The trade war with China and the slower growth abroad are starting to take a toll on the US economy. While the strong labor market supported consumer spending, gross domestic product increased at an annualized rate of 2.1% (vs. consensus 1.8%) in the second quarter, after an increase of 3.1% between January and March. Exports and volatile stock categories account for most of the reduction in GDP.
The GDP report also shows an acceleration in inflation in the last quarter. Consumer spending growth has increased after a slowdown to 1.1% in the first quarter, which was blamed on the partial closure of the government for 35 days. However, the increase in consumer spending was offset by a sharp decline in exports (-5.2%), which is hardly surprising given the flurry of trade barriers that characterizes the current international trading environment.
Inventories were also a large drag on headline growth. This leads Wells Fargo to find some mitigating circumstances to this economic slowdown in the US. The rate at which businesses add-to or draw-down inventories factors into GDP. Its a question of current quarter change compared to prior quarter change, making it notoriously difficult to forecast private inventories, especially since inventories are subject to large revisions. In a graph, Wells Fargo argues that the largest quarterly inventory changes of the past three years occurred in each of the past three quarters:
Source : Wells Fargo
The financial group believes theres a case to be made that the recent build is at least in part intended, as the escalating trade war over the past year may have led businesses to stockpile in anticipation of supply chain disruptions or higher input prices. The slowdown in manufacturing and retail sales in the first quarter likely led to some unintended inventory building.
On top of that, it says that sanctions on Iran are likely to have encouraged domestic production and contributed to a larger-than-expected inventory build, while the Boeings 737 MAX crisis also pressured inventories.

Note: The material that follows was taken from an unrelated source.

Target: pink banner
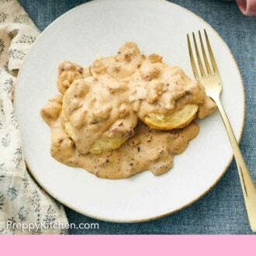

Nevertheless, this data will likely encourage the Federal Reserve to cut interest rates next Wednesday, while the head of the ECB, Mario Draghi, just indicated that the same would happen in the Fall. But these rate cuts might come too late to save an economy that is dangerously close to slipping into recession, according to Morgan Stanley economists, quoted by CNBC.
For now, the path to the bear case of a U.S. recession is still narrow, but not unrealistic, said Ellen Zentner, who heads a team of Morgan Stanley economists. A study from the bank sees a 20% chance of a recession in the year ahead, and that could move up quickly depending on circumstances.